DEVICE_PRINT("{}\n", TSLICE(CBIndex::c_25, 0, SliceRange::hw0_32_16()));
// Note that since the MATH core does not have access to CBs, so this is an invalid print:
DEVICE_PRINT_MATH("{}\n", TSLICE(CBIndex::c_25, 0, SliceRange::hw0_32_16())); // Invalid
// Print a full tile
for (int32_t r = 0; r < 32; ++r) {
SliceRange sr = SliceRange{.h0 = r, .h1 = r+1, .hs = 1, .w0 = 0, .w1 = 32, .ws = 1};
// On data movement RISCs, tiles can be printed from either the CB read or write pointers.

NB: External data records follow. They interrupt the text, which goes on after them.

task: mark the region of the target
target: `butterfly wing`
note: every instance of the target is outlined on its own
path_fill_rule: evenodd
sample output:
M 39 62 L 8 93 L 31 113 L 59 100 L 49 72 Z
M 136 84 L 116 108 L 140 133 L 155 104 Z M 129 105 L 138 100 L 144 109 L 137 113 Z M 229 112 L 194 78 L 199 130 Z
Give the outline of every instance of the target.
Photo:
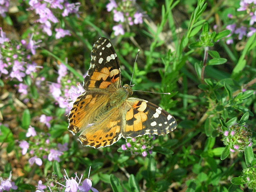
M 120 66 L 116 53 L 108 39 L 100 37 L 93 45 L 91 64 L 84 82 L 85 90 L 121 85 Z
M 126 124 L 122 130 L 124 138 L 146 134 L 166 134 L 177 126 L 175 118 L 161 107 L 146 100 L 130 97 L 124 104 L 127 109 Z
M 84 146 L 95 148 L 109 146 L 122 136 L 124 122 L 120 111 L 110 111 L 82 132 L 78 140 Z
M 107 112 L 110 94 L 121 86 L 119 62 L 109 40 L 100 38 L 93 45 L 91 55 L 84 82 L 86 91 L 77 98 L 68 116 L 68 129 L 74 135 L 90 133 L 92 128 L 88 125 Z

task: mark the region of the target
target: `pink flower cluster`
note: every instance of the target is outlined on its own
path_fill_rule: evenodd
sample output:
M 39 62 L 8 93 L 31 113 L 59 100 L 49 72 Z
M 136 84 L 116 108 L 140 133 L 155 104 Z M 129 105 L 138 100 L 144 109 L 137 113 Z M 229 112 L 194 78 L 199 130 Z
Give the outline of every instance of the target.
M 64 185 L 58 182 L 57 183 L 59 184 L 62 187 L 65 188 L 65 191 L 70 191 L 72 192 L 77 192 L 81 191 L 82 192 L 88 192 L 90 190 L 93 192 L 99 192 L 99 191 L 95 188 L 92 187 L 92 181 L 88 178 L 86 178 L 84 180 L 83 182 L 81 182 L 83 175 L 82 174 L 81 177 L 79 179 L 77 176 L 77 173 L 75 173 L 76 177 L 75 178 L 71 177 L 71 178 L 68 178 L 66 170 L 64 170 L 66 175 L 64 175 L 64 177 L 66 180 L 66 185 Z M 88 178 L 90 174 L 91 167 L 89 170 L 89 173 L 88 175 Z M 78 182 L 76 181 L 76 180 L 78 180 Z M 82 183 L 82 185 L 80 184 Z
M 52 117 L 47 117 L 44 115 L 42 115 L 41 117 L 44 116 L 43 116 L 45 117 L 40 118 L 40 121 L 42 122 L 42 120 L 44 120 L 45 124 L 48 123 L 49 121 L 52 118 Z M 33 138 L 32 139 L 34 140 L 33 143 L 36 144 L 30 146 L 29 143 L 25 140 L 21 141 L 20 143 L 19 146 L 22 149 L 22 154 L 23 155 L 28 152 L 29 149 L 29 153 L 34 156 L 28 160 L 28 163 L 30 165 L 34 164 L 39 166 L 43 164 L 42 158 L 38 157 L 39 156 L 42 156 L 43 158 L 47 158 L 50 161 L 56 160 L 60 162 L 60 156 L 63 155 L 64 152 L 68 150 L 67 143 L 63 145 L 58 143 L 58 149 L 56 148 L 51 148 L 52 144 L 48 139 L 46 139 L 49 137 L 49 135 L 41 133 L 37 137 L 38 134 L 35 128 L 31 125 L 28 129 L 26 135 L 28 138 Z M 44 138 L 46 139 L 42 139 Z
M 29 4 L 31 6 L 29 9 L 34 10 L 40 17 L 37 21 L 42 24 L 43 31 L 49 36 L 52 36 L 52 23 L 57 23 L 59 20 L 54 15 L 53 11 L 61 10 L 63 17 L 66 17 L 72 13 L 77 14 L 80 3 L 69 3 L 67 0 L 30 0 Z M 66 35 L 71 35 L 69 30 L 61 28 L 56 28 L 55 37 L 59 39 Z
M 12 181 L 12 172 L 11 172 L 9 178 L 4 180 L 1 177 L 0 177 L 0 192 L 2 191 L 10 191 L 12 189 L 16 190 L 18 188 L 17 186 L 15 185 L 15 183 Z
M 233 39 L 230 37 L 233 34 L 238 35 L 238 40 L 241 40 L 244 36 L 250 37 L 256 32 L 256 28 L 253 27 L 254 23 L 256 22 L 256 1 L 241 0 L 240 5 L 240 7 L 237 9 L 237 11 L 246 11 L 246 14 L 248 15 L 248 16 L 244 17 L 249 20 L 249 25 L 251 27 L 247 27 L 246 26 L 241 25 L 240 23 L 227 25 L 226 28 L 231 31 L 231 33 L 227 37 L 229 37 L 226 41 L 227 44 L 234 43 Z M 231 14 L 228 14 L 228 17 L 232 19 L 235 18 L 235 17 Z
M 67 67 L 63 64 L 59 66 L 59 76 L 57 83 L 52 83 L 49 85 L 50 92 L 60 107 L 66 109 L 68 113 L 76 98 L 85 90 L 80 83 L 76 86 L 73 85 L 68 75 Z
M 9 74 L 11 78 L 15 78 L 21 82 L 26 75 L 33 76 L 36 68 L 41 67 L 31 60 L 30 53 L 35 54 L 38 47 L 35 43 L 32 38 L 28 44 L 24 40 L 20 43 L 11 42 L 0 28 L 0 76 L 2 74 Z M 25 86 L 23 85 L 21 86 L 23 87 L 21 92 L 26 93 L 21 90 Z
M 143 23 L 142 14 L 136 11 L 133 8 L 135 1 L 122 0 L 118 5 L 115 0 L 110 0 L 109 1 L 106 5 L 107 11 L 108 12 L 113 11 L 114 20 L 119 23 L 113 27 L 115 36 L 124 34 L 123 23 L 126 22 L 129 25 L 133 25 Z M 124 11 L 124 10 L 127 11 Z

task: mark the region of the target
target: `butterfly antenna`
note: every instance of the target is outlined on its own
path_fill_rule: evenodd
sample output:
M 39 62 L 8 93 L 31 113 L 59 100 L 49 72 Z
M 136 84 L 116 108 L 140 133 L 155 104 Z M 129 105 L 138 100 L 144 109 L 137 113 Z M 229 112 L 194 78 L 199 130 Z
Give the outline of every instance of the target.
M 136 62 L 136 61 L 137 60 L 137 57 L 138 57 L 138 55 L 139 54 L 139 53 L 140 52 L 140 49 L 138 49 L 138 51 L 137 52 L 137 55 L 136 55 L 136 59 L 135 59 L 135 61 L 134 62 L 134 64 L 133 64 L 133 70 L 132 71 L 132 78 L 131 79 L 131 82 L 130 82 L 130 85 L 131 86 L 131 84 L 132 84 L 132 77 L 133 76 L 133 73 L 134 73 L 134 69 L 135 68 L 135 63 Z
M 142 92 L 146 92 L 148 93 L 159 93 L 159 94 L 166 94 L 166 95 L 171 95 L 171 93 L 168 92 L 167 93 L 156 93 L 156 92 L 152 92 L 151 91 L 140 91 L 139 90 L 133 90 L 132 91 L 141 91 Z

Also need to specify whether
// the CB is input or output.
DEVICE_PRINT_DATA0("{} --READ--cin1-- {}\n", (uint)r, TileSlice(0, 0, sr, TSLICE_INPUT_CB, TSLICE_RD_PTR, true, false));
DEVICE_PRINT_DATA1("{} --READ--cin1-- {}\n", (uint)r, TileSlice(0, 0, sr, TSLICE_OUTPUT_CB, TSLICE_WR_PTR, true, false));
// Unpacker RISC only has rd_ptr and only input CBs, so no extra args
DEVICE_PRINT_UNPACK("{} --READ--cin1-- {}\n", (uint)r, TileSlice(0, 0, sr, true, false));
// Packer RISC only has wr_ptr
DEVICE_PRINT_PACK("{} --READ--cin1-- {}\n", (uint)r, TileSlice(0, 0, sr, true, false));
}
...
cb_pop_front(CBIndex::c_25, 1);
}
Note
The DEVICE_PRINT buffer for a RISC is only flushed when new line character \n is read, or the device that the RISC belongs to is closed.